Linn Energy (Nasdaq: LINE) took a 26 percent hit on its units, dropping to $4.76 each, which was slightly above the company’s 52-week low of $4.65 per unit, set July 29. Similarly, the unit price for Linn Co LLC (NYSE: LNCO) dropped 29 percent to $4.41 per share, just above the previous day’s 52-week low of $4.38 per share.
In a conference call with analysts, Linn executives explained the move would save the company $450 million. The company also intends to buy back $599 million in senior notes at a 35 percent discount. Year-to-date, the company has repurchased about $783 million in senior notes.
Linn is one of a handful of upstream master limited partnerships (MLPs), which are prized by investors for their predictable and stable distributions.
Looking ahead, Linn is hedged 90 percent for the rest of 2015 at an average of $88 per barrel.

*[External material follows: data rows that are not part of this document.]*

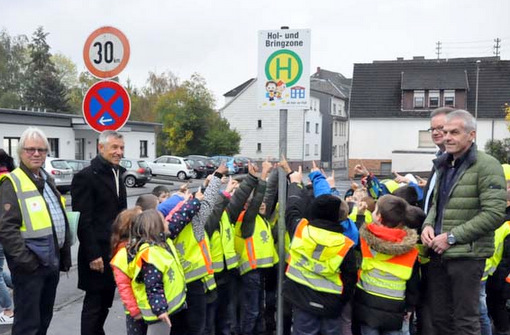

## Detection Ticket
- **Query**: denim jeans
[480,280,492,335]
[292,307,342,335]
[0,244,13,309]
[361,325,402,335]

The company is hedged about 70 percent in 2016 with an average price of $90 per barrel, all of which gives Linn a hedge book of an estimated value of $1.8 billion, as of July 28, 2015, according to a statement from the company.
Still, Yorkville Capital Management analyst Will Hershey said the market reaction to Linn’s unit price wasn’t unusual. When New Source Energy Partner LP (NYSE: NSLP) suspended their cash distributions July 29, their unit price ended the day with a 52-week low of $1.38 per unit.
Hershey said other players will notice the declines, too, and they will stave off suspending distributions for as long as possible.
“It depends on what [other MLPs] are trying to do. If they’re trying to be long-term prudent—and it’s too little, too late for Linn—then in the short term, those other players will be more hesitant,” Hershey said. “[Linn] is in survival mode. The fact they’re not paying a distribution, and not issuing equity here shows they’re just trying to survive.”
The question for Linn now is whether they can get their debt down with outside financing, maybe even taking on second lien debt. Hershey said the company is levered up to $10.3 billion, but notes that it has less than $2 billion in equity.
Hershey said the MLP structure with its predictable payouts will likely come under significant scrutiny.
“But if it’s done right, it can work,” he said. “Now, it’s a flawed structure. If [MLPs] had a variable distribution rate model, it could reflect these lower [commodities] prices.”
(Editor’s Note: Linn Energy did not return Rigzone’s calls Thursday.)